Institute for Justice and Democracy in Haiti

L’insécurité Bat son Plein à Cité Soleil (Le Nouvelliste)

Par Duckenson Lazard, Le Nouvelliste

Déclarée zone de non-droit dans les années qui ont suivi le départ du président Jean Bertrand Aristide, la commune de Cité Soleil est de nouveau inquiétée par la recrudescence des bandits armés. Au nom de la population à qui aucune aide réelle n’a été apportée depuis plus de 7 mois, le Collectif des Notables de Cité Soleil réclame une augmentation rapide de l’effectif policier de la municipalité.

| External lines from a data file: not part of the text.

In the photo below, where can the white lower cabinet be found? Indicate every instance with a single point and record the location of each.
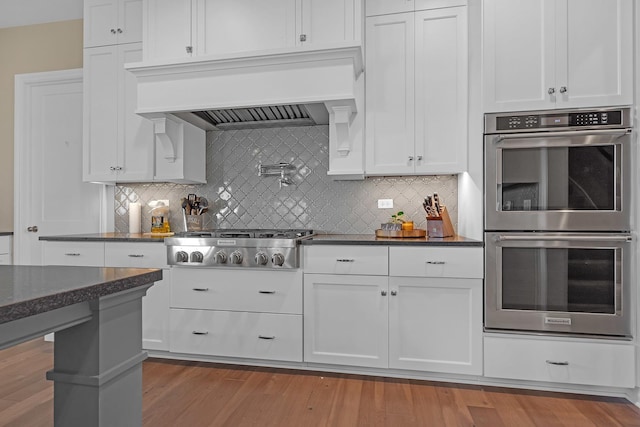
(253, 314)
(346, 320)
(560, 360)
(237, 334)
(5, 250)
(435, 324)
(85, 254)
(429, 322)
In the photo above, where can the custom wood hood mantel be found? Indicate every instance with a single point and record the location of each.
(264, 89)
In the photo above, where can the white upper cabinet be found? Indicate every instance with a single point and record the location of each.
(541, 54)
(222, 27)
(109, 22)
(230, 26)
(416, 86)
(118, 144)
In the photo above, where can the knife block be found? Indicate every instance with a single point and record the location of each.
(440, 226)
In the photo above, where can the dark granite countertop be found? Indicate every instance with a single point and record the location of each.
(371, 239)
(104, 237)
(30, 290)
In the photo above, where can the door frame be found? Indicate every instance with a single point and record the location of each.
(24, 85)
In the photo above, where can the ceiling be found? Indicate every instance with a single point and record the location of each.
(14, 13)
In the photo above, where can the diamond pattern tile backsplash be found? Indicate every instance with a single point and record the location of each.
(239, 198)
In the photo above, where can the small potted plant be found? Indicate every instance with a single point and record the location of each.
(396, 222)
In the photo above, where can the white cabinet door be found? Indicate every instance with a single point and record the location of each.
(519, 40)
(329, 21)
(441, 90)
(168, 28)
(541, 54)
(108, 22)
(390, 94)
(100, 114)
(346, 320)
(435, 325)
(135, 133)
(118, 144)
(229, 26)
(594, 54)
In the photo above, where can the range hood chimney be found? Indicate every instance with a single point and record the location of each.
(322, 85)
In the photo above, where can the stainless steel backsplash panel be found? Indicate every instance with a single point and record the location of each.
(239, 198)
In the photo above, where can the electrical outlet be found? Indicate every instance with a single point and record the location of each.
(385, 203)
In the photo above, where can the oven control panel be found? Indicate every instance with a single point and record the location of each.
(557, 120)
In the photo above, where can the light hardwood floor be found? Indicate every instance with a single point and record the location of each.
(193, 394)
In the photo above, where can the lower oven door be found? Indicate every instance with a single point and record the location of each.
(574, 283)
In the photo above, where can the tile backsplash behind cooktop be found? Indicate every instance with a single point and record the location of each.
(239, 198)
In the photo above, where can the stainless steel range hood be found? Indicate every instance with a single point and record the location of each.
(265, 89)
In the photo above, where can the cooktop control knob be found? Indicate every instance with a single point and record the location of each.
(278, 259)
(182, 256)
(221, 257)
(236, 257)
(196, 256)
(261, 258)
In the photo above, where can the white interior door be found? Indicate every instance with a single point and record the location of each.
(49, 193)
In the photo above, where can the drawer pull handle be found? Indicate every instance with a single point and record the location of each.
(553, 362)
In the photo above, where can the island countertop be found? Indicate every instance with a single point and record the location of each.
(29, 290)
(371, 239)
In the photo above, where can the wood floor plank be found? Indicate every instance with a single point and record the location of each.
(209, 394)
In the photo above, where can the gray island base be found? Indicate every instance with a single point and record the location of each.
(97, 316)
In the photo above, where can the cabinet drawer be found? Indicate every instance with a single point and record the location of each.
(587, 362)
(367, 260)
(87, 254)
(137, 255)
(436, 262)
(234, 290)
(237, 334)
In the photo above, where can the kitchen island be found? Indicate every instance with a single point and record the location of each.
(96, 314)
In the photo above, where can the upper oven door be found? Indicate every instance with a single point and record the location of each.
(558, 181)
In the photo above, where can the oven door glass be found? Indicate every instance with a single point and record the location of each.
(560, 279)
(563, 282)
(558, 181)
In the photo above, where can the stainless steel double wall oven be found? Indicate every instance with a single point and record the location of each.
(558, 254)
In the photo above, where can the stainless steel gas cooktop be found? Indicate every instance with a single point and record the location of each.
(237, 248)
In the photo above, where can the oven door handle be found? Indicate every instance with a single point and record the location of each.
(565, 134)
(589, 238)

Haïti: Le Ministère Pasteur Enock, un sous-embranchement de CONOCS (Collectif des Notables de Cité Soleil), qui lui-même regroupe diverses organisations sociales et de la zone, a tiré la sonnette d’alarme lors d’une conférence donnée cette semaine pour attirer l’attention des autorités policières sur l’aggravation de la situation sécuritaire au niveau de ce quartier élevé au rang de commune lors du second mandat de l’ancien président Jean Bertrand Aristide en mars 2002. Ce n’est une nouvelle pour personne que les pratiques de banditisme ont repris sur les 116 sites d’abris provisoires recensés jusqu’à date à Cité Soleil. Intervenant au nom dudit Ministère, le révérend pasteur Jean Enock Joseph a fait savoir qu’ « à Soleil 13, 15, et 17, les bandits n’attendent pas qu’il fasse nuit pour rançonner les paisibles citoyens ». Les téléphones cellulaires ou tout autre objet de valeur, selon le Centre, sont comme des aimants puissants qui attirent les criminels vers ceux qui les portent à vue d’oeil.

Par ailleurs, les casses de maisons et/ou des tentes se poursuivent comme à l’accoutumée. Les viols sont devenus monnaie courante dans cette zone où les maisons sont réalisées avec des morceaux de tissus, a souligné le pasteur Jean Enock Joseph rappelant au passage le viol d’une adolescente de 12 ans par une dizaine de bandits. « Certains vont jusqu’à dire qu’à l’époque d’Evens Ti-Couteau et d’Amaral Duclonat, la vie était bien meilleure là-bas. On peut comprendre l’angoisse des gens quand on considère que pour cette commune la PNH ne dispose que de 64 policiers ».

Abordant le problème de l’effectif des policiers affectés à cette commune qui est l’une des plus misérables du pays, le Ministère Pasteur Enock, qui est aussi un centre de Développement et de Droits Humains, pointe du doigt les gens malintentionnés du gouvernement voulant faire passer Cité Soleil pour un endroit où n’habitent que des bandits et des malfaiteurs. À ce propos, le centre croit déceler un complot pour que la commune soit laissée à l’abandon.

« Cité Soleil a besoin d’un vrain commissariat ; sans commissaire, même avec les trois bureaux de police, on ne peut pas parler de ”commissariat », soutient le leader religieux qui intervenait au nom des habitants du tristement célèbre bidonville de la Caraïbe à cause des affrontements armés intervenus entre des bandes rivales pour le contrôle absolu de la zone. « Avec 64 policiers pour une population de 500.000 personnes, on a seulement environ un policier pour chaque huit mille individus » , s’indigne-t-il avant de poser la question : « Comment expliquer le fait que Carrefour ait 400 policiers, Pétion-Ville 500, Port-au-Prince 600, et 400 pour Croix-des-Bouquets, alors que Cité Soleil ne possède même pas une centaine de policiers ? » Entre-temps, les vagabonds et les malfrats continuent d’attaquer les gens pauvres sans défense.

Ajouter 236 policiers au nombre actuel des agents affectés au commissariat de Cité Soleil, telle est la réclamation du CONOCS que le pasteur Jean Enock Joseph a reprise haut et fort. « Des policiers de prestige, exempts de toute combine, et qui ne réclament rien en échange de leur aide aux personnes sans défense », ajoute-il.

En attendant l’intervention des autorités publiques pour réduire le taux de violence à Cité Soleil, la population est en train de monter elle-même la garde pour éviter que les bandits ne mettent tous les habitants K.O.